The Earth's magnetic field lines convect over the pole towards the night side, then back towards the day side through the auroral oval. So here in Fairbanks, right under the oval, we have field lines drifting towards the Sun, which means east-to-west before midnight and west-to-east after midnight. I can't find an animation or diagram of this online, so here's a 60-second MSPaint drawing I just did:

This is looking down at the Earth from above the north pole, and the Sun is towards the top of the screen. The green circle represents the auroral oval, and the black arrowed lines show the path of the magnetic field lines as they convect down across the polar cap (the area inside the oval) and then back towards the Sun through the oval. The Earth rotates couterclockwise when viewed from here, so the red dot represents the location of Fairbanks before midnight (on the left) and after midnight (on the right).

So one thing to notice in the video is that the pulsating patches are drifting west-to-east, because this was taken after midnight (video is facing south). This produces what I think is a pleasing effect as the stars drift through the shot in the opposite direction as the auroral patches. But here's something even more interesting: The patches are tied to processes occurring in the magnetic field, so as you watch the patches drift across the sky, you're actually watching the magnetic field lines convect past.
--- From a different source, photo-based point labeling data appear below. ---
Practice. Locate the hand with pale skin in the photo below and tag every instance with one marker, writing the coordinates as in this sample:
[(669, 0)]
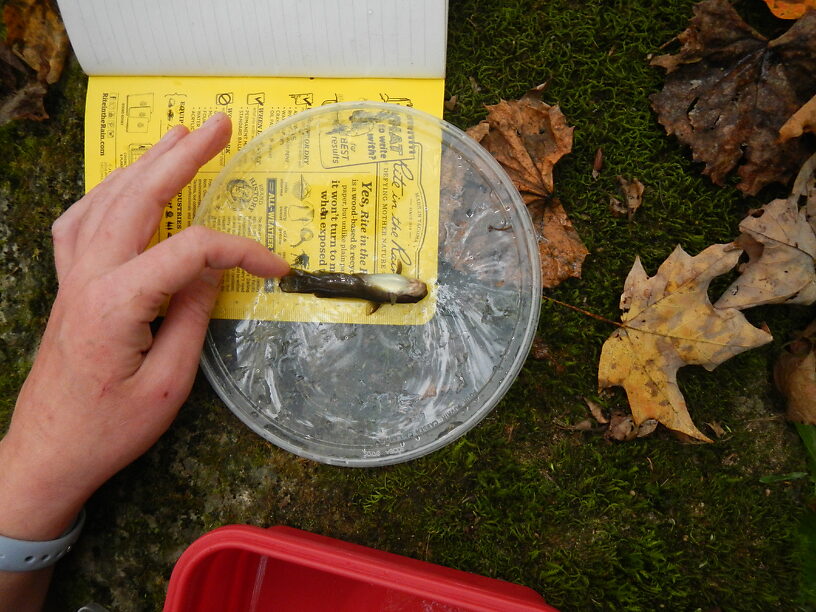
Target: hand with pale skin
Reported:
[(103, 387)]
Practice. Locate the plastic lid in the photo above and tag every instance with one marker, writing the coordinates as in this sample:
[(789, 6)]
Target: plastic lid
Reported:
[(356, 187)]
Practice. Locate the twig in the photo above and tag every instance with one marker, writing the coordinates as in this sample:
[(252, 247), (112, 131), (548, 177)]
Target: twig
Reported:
[(583, 312)]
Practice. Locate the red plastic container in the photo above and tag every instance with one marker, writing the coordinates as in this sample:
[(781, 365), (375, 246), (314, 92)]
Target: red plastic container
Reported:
[(251, 569)]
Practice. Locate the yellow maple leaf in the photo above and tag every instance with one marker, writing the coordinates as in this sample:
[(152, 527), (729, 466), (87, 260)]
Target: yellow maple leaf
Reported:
[(669, 322)]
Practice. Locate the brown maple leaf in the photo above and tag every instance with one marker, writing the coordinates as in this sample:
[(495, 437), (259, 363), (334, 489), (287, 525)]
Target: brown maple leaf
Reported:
[(668, 322), (795, 376), (781, 246), (780, 240), (31, 57), (790, 9), (560, 247), (803, 120), (527, 137), (729, 90)]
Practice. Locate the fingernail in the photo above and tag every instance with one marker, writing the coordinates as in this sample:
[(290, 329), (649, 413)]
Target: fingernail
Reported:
[(174, 133), (212, 277)]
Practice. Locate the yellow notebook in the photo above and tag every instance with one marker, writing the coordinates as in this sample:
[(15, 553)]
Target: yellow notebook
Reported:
[(153, 65)]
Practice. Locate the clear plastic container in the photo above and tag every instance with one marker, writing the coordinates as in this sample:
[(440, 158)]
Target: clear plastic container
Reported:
[(341, 386)]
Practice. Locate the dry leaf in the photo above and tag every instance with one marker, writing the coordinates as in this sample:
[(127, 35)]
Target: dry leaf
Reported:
[(31, 57), (790, 9), (803, 120), (795, 376), (780, 240), (597, 412), (561, 249), (781, 246), (450, 103), (647, 428), (729, 90), (668, 322), (621, 428), (632, 192), (527, 137), (716, 428), (35, 33), (597, 163), (21, 95)]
The field lines are invisible (or nonexistent, or whatever), but when you watch those patches drift through, the field lines are sticking down through those patches, and so moving past at the same speed as the patches.

Or so we think. This is still an area of active research :)


*not to be confused with flickering aurora, which brightens and dims many times per second in real time. This cannot be filmed without very expensive equipment. Think on the order of $50,000.